Note3: The "num_subactivity_types" column shows the number of DetectedActivitys listed for each (sub)activity.

Once you have found a DetectedActivity entry of interest, you can open the corresponding .KML file in Google Earth Desktop to plot the location and view selected attributes.

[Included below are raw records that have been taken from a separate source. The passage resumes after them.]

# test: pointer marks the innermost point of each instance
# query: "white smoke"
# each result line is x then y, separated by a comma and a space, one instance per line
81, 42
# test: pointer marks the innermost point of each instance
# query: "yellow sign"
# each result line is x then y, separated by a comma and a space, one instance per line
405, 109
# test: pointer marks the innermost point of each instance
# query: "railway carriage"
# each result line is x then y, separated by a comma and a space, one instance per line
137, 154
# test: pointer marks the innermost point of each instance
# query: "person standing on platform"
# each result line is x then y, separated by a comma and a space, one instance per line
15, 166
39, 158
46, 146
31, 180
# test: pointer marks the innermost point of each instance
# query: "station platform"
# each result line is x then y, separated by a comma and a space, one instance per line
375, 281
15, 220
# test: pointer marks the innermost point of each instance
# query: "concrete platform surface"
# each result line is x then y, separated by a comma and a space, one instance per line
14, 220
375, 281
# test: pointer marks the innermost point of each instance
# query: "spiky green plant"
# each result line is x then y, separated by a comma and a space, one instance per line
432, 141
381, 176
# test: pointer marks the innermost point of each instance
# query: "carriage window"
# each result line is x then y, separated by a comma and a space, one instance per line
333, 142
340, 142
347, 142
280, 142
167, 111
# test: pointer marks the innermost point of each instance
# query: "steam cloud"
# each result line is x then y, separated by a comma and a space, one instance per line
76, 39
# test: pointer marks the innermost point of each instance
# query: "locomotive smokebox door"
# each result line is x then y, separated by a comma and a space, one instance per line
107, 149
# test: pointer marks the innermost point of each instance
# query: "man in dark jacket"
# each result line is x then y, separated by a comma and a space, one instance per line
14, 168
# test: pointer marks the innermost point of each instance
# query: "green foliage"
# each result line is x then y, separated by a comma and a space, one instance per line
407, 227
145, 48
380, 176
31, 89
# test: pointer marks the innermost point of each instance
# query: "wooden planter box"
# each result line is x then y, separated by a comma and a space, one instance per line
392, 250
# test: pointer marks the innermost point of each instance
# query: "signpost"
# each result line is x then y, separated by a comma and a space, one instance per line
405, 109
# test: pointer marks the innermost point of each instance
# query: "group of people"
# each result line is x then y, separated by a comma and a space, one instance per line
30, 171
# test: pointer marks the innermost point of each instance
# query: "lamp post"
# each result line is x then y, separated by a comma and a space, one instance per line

Redacted Example KML output viewed in Google Earth Desktop

Note1: The map has been redacted to protect Monkey's jungle gym. 
Note2: The label of each point is comprised of the "element timestamp" and the number of (sub)activity types. eg "2022-02-04T04:30:36.434Z, num_subactivity_types = 11"
Note3: The "accuracy" field can indicate how much a location plot should be trusted.
Note4: Selecting the checkbox next to the parent ISO date folder name (eg "2022-02-04") will plot all of the points in the folder. All points are not plotted on screen by default to improve Google Earth Desktop performance.

Final Thoughts

A script has been written to parse the Google Takeout "Records.json" for DetectedActivitys.
By using this script, an analyst can minimize the clutter / maximize Google Earth performance and still visualize DetectedActivity locations and transitions (eg IN_VEHICLE to STILL).
Hopefully, this script will prove useful when analyzing a user's pattern of life / looking for anomalies.